How to Clip Your Rabbit’s Toenails:
Don’t forget to clip your rabbit’s toenails. If your rabbit spends a lot of time outdoors digging in the dirt, you won’t really need to clip his nails. But for indoor rabbits or rabbits that are in cages, you will need to spend some time clipping the nails. Some people take their bunny to the vet to get his nails clipped, but this is not necessary. You can easily do it on your own at home. All you will need is nail clippers (which can be bought online), and perhaps someone else to hold your rabbit in place. You can also do it on your own by wrapping a towel around your rabbit to limit movement.
Make sure you do not cut the quick (a blood vessel). Have some blood stop powder nearby in case you accidentally cut the quick. If your rabbit has darker nails, you will need a flashlight to see where the quick is. Once you are done cutting your rabbit’s nails, reward him or her with a treat.

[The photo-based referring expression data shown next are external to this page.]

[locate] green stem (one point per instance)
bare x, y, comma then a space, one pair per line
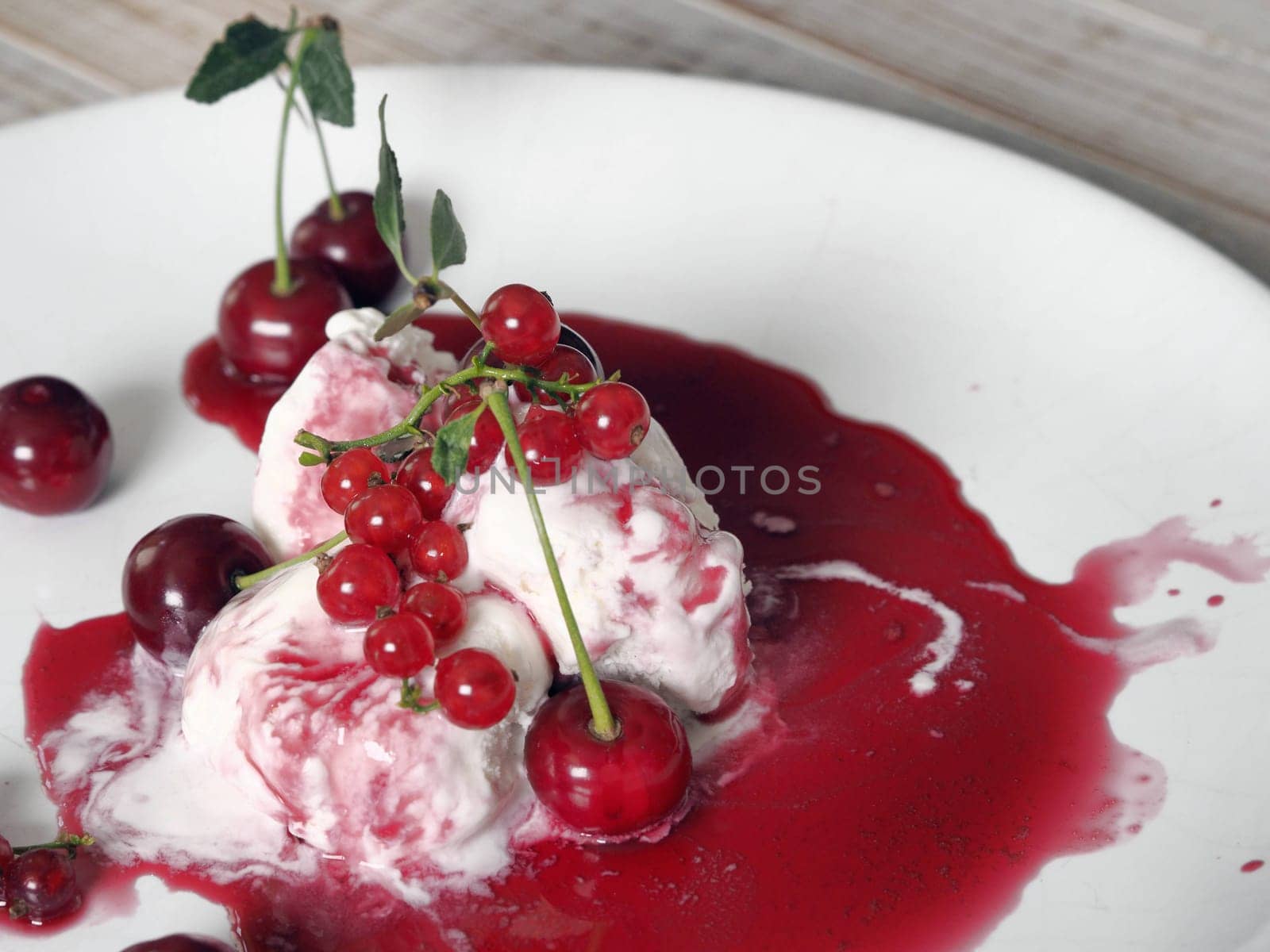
602, 723
283, 264
410, 427
334, 205
245, 582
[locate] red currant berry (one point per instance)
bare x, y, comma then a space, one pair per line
613, 420
609, 787
351, 247
552, 447
181, 943
399, 645
270, 336
474, 687
564, 362
521, 324
385, 517
429, 490
438, 551
444, 607
44, 881
179, 575
360, 581
487, 436
349, 475
55, 447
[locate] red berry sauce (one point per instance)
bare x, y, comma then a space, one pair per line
865, 816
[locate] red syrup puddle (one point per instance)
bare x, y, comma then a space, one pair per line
873, 818
220, 393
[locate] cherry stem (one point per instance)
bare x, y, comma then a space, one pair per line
245, 582
283, 264
602, 723
334, 205
410, 427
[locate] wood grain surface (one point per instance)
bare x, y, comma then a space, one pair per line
1166, 102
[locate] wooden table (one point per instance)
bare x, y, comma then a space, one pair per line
1166, 102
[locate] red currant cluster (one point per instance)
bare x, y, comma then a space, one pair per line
38, 882
398, 518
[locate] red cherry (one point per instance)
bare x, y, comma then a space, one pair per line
55, 447
349, 475
487, 436
613, 420
179, 575
385, 517
181, 943
438, 551
552, 447
474, 687
429, 490
360, 581
399, 645
609, 787
351, 245
44, 880
442, 606
272, 336
567, 362
521, 324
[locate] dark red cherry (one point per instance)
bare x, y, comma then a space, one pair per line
521, 324
438, 551
384, 516
179, 575
442, 606
564, 362
474, 687
552, 447
271, 336
429, 490
44, 881
609, 787
613, 420
351, 245
357, 583
487, 436
349, 475
55, 447
181, 942
399, 645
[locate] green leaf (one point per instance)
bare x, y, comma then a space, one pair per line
400, 319
454, 441
389, 209
249, 51
448, 243
325, 78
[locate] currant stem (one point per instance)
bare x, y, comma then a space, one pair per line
245, 582
334, 205
283, 264
602, 723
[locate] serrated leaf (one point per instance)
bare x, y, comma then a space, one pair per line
399, 321
448, 243
325, 78
454, 441
249, 51
389, 209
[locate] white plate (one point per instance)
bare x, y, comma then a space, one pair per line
1085, 368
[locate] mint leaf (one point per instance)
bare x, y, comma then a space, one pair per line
448, 243
389, 209
249, 51
454, 441
399, 321
325, 79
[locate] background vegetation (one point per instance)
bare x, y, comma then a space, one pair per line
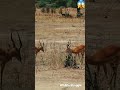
56, 3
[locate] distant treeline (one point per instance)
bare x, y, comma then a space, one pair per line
56, 3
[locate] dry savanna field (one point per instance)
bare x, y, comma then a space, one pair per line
55, 31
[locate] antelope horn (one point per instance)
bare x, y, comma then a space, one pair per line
12, 41
19, 40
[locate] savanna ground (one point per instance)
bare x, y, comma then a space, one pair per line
55, 31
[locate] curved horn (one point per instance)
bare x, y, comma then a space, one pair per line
12, 41
19, 40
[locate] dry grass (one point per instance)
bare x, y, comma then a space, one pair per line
55, 31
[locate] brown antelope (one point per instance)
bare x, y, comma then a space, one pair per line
38, 49
77, 50
7, 55
105, 56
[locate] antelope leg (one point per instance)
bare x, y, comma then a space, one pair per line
105, 70
2, 69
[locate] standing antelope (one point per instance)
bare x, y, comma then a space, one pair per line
77, 50
105, 56
7, 55
38, 49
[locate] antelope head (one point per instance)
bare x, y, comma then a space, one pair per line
14, 51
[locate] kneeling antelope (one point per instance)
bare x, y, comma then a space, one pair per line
40, 48
7, 55
105, 56
77, 50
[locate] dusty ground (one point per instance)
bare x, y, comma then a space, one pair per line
55, 32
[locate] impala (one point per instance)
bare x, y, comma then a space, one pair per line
38, 49
105, 56
7, 55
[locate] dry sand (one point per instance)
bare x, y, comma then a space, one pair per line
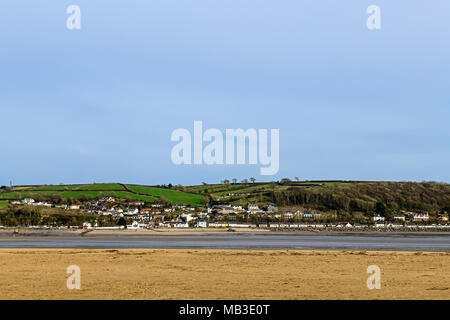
222, 274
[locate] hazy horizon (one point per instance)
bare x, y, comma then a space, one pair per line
100, 103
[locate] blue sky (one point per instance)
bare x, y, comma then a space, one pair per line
100, 103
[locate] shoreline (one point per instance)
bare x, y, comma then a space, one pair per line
161, 274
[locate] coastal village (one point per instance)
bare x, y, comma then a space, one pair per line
139, 214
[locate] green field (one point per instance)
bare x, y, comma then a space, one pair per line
3, 204
88, 187
173, 196
148, 194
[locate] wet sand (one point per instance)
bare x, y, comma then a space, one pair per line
222, 274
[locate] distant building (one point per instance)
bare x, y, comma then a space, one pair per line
253, 208
28, 201
378, 218
418, 217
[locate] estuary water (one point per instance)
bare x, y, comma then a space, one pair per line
423, 242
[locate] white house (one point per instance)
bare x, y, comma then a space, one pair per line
252, 208
379, 218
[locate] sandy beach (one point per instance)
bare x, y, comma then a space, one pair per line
222, 274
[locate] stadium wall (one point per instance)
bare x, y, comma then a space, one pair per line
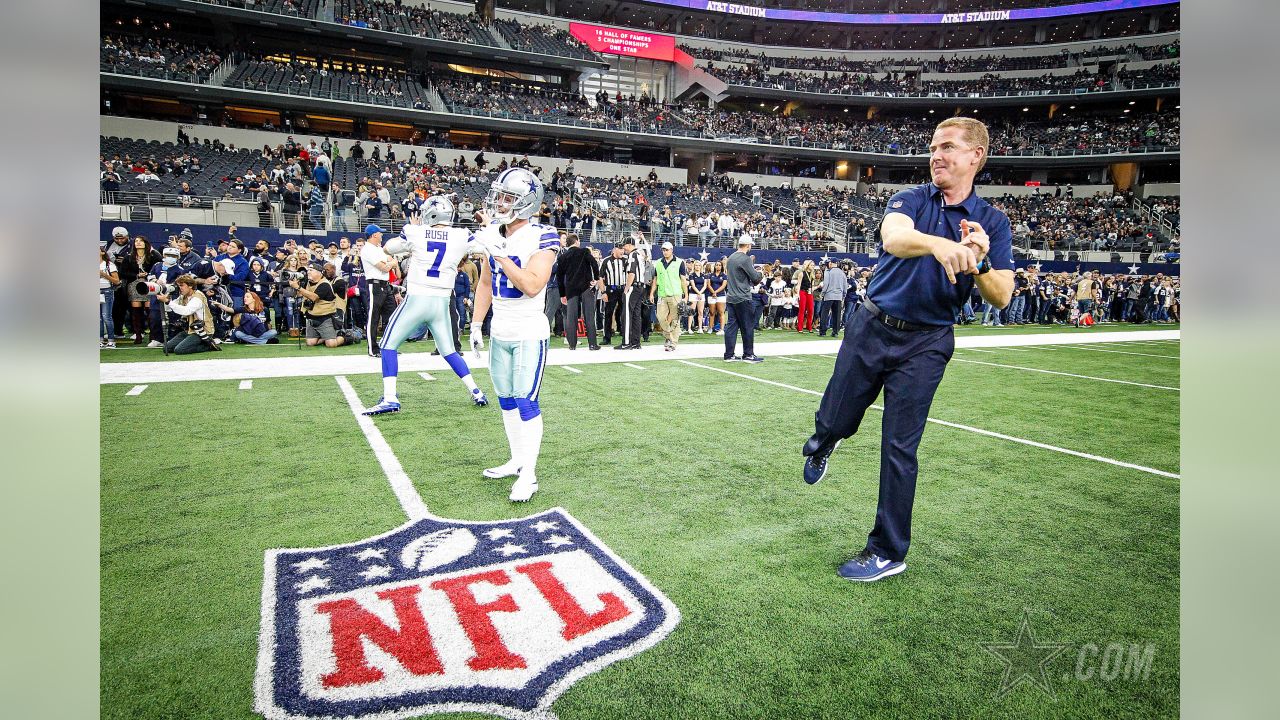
167, 131
209, 235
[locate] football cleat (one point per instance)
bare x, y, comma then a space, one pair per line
504, 470
524, 488
816, 465
868, 568
382, 408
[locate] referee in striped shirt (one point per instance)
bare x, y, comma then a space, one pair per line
613, 272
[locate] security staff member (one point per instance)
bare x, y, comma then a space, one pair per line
615, 278
938, 240
382, 296
632, 294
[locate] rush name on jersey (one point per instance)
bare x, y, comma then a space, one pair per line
434, 258
515, 314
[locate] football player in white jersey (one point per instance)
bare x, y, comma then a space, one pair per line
513, 281
434, 250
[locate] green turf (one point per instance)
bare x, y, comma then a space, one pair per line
703, 497
287, 347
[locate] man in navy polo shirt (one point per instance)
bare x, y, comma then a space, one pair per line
938, 241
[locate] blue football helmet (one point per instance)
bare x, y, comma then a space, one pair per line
438, 210
515, 195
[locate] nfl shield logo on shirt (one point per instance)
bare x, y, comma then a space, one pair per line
448, 616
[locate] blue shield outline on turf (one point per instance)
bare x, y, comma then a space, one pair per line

Using Your Angora Rabbit’s Fiber
Once you have sheared your Angora rabbit, you’ll need to do something with the fiber. There are so many things that you can make from your Angora rabbit. You can make mittens, hats, scarves, socks, and sweaters. You can also sell the fiber itself or spin the fiber into yarn. There are so many ideas for selling your Angora fiber.
I hope this article has answered all your questions on raising an angora rabbit. Angora rabbits not only make great pets, but their fiber is also worth a lot of money. In this article, I went over the different Angora rabbit breeds and how you can care for your Angora rabbit. Hopefully, this article has inspired you to get your own Angora rabbit. Soon you will be rewarded with the friendship and reward that comes from caring for a rabbit. Have fun!